Лобогрей поморщился, сказал:
— Я его думку знаю, он мне уже говорил о ней. И местечко на карте показывал…
Глыбин повел плечами, неторопко поднялся и уколол Лобогрея зрачками:
— Не ерепенься! Я не с тобой разговор веду! — И, отвернувшись от него, обратился к Моченому: — У меня вот какое предложение. Когда мы сюда шли, я в море буйки заметил. Флажки на них черные. Белужьи. Я на всякий случай то место на карте пометил.
— Поняли, какая у него думка? — не выдержал Лобогрей.
— Не мешай! — отмахнулся от него Глыбин. — По-моему, надо сходить туда, поднять посуду и… А потом опять бросить на место. Никто и знать не будет, кроме нас самих.
— Ай-яй-яй! — покачал головой Митрофан Ильич. — Вот это намаракувал!
— Такое не пройдет! — твердо сказал Лобогрей. — За такие делишки под суд отдают. Кроме того, мы сами рыбаки и знаем, как белуга достается.
— Нет, воровать не гоже, милейший! — поддержал Лобогрея радист. — В воришках еще не ходил, да и не имею такого желания! От своих мозолей рыбешка куда аппетитней!
— На чужом горбу в рай не пустят! — подал свой голос Печерица.
Брага понял, что Глыбин попал впросак, и решил помочь ему.
— А мы всю белугу забирать не станем, — прошепелявил он, покашляв в кулак. — На котел парочку — и хватит. — Боцман угодливо покосился на Глыбина, но тот не обратил на него никакого внимания. Брага осекся и замолчал.
Убедившись окончательно, что номер не удался, Глыбин решил свое предложение перевести в шутку. Он вдруг неестественно загоготал, выкрикивая:
— Молодцы! Го-го-го. Ей-богу, молодчаги! Я в вашей честности нисколько не сомневался! Понятное дело, за такие фортели по головке не погладят. А ну — по местам! Белуга так белуга! Вира якорь!
Павлик отбросил ведро под шлюпку и с радостью метнулся к якорной лебедке, чтобы помочь вращать розмахи[12]. Теперь-то он наверняка узнает, как ловится «крупнокалиберная» рыба!
Но тут ему дорогу преградил Брага.
— Слушай, что ты за человек? — с укором сказал он. — Или ленивый или нарочно делаешь…

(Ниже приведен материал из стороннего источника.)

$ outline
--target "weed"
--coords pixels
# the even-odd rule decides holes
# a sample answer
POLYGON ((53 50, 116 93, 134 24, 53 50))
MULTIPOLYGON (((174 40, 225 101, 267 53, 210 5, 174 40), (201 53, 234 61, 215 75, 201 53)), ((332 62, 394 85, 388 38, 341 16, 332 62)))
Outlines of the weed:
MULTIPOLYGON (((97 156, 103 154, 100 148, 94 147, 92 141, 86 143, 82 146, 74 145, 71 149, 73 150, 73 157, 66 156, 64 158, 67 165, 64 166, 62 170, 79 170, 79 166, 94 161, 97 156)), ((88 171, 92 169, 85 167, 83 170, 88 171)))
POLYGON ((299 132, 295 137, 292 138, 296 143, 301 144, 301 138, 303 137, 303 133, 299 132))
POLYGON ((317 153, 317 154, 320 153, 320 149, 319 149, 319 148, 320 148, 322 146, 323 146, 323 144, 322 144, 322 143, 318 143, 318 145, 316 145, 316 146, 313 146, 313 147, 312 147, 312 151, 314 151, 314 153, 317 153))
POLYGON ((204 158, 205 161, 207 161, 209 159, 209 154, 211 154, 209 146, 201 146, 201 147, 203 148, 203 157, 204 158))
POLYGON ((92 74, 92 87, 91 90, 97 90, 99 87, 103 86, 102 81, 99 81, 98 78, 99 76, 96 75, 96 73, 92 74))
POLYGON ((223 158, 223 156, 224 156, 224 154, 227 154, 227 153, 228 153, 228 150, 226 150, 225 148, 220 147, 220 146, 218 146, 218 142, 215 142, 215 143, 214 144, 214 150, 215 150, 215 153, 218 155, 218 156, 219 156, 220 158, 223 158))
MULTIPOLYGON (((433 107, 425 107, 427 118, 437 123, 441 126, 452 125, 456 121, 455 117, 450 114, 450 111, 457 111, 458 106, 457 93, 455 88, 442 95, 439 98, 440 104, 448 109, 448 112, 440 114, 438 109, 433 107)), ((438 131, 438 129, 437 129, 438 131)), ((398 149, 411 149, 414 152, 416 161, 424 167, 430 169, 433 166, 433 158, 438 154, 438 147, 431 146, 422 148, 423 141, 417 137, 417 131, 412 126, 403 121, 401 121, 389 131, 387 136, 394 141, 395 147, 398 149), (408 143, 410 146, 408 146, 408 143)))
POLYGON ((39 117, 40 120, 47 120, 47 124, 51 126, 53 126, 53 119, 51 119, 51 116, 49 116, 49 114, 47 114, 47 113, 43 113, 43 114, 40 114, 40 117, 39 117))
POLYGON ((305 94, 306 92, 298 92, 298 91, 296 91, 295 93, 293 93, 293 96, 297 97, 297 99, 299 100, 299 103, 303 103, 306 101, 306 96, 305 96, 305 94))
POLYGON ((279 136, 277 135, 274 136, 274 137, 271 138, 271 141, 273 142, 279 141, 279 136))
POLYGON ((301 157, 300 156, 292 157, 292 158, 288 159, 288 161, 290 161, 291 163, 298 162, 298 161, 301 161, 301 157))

— Вы о чем, Фрол Антонович? — удивленно спросил Павлик и добавил: — Я же палубу окатил. Проверьте!
— Ну и пацан! — поморщился боцман. — Неужели ты и дома такой?
Павлик насупился.
— За что вы все время на меня нападаете? Стыдите…
— Ишь, притворщик! — сокрушенно покачал головой боцман. — Вроде не понимает. Ты куда ведерце швырнул?
— А-а! Так бы и сказали! Я сейчас! Я быстро! В одну минуту!
Он метнулся к шлюпке, достал ведро и отнес его в «два нуля».
Когда Павлик вернулся на бак, якорь уже выбрали из воды. Рыбаки разошлись по своим местам, а Брага ожидал его.
— Это бригадное имущество, — наставительно сказал боцман. — Если каждый будет так относиться… — Он помолчал и добавил с сожалением: — Хотел тебя на баркас взять, а теперь…
— Простите, Фрол Антонович! Я больше…
— Н-ет, хватит! Пеняй на себя.
— Ну, извините…
— Я Тебе много раз прощал.
— Это последний.
— Нет-нет! Сказал — значит, баста! Сам на себя обижайся.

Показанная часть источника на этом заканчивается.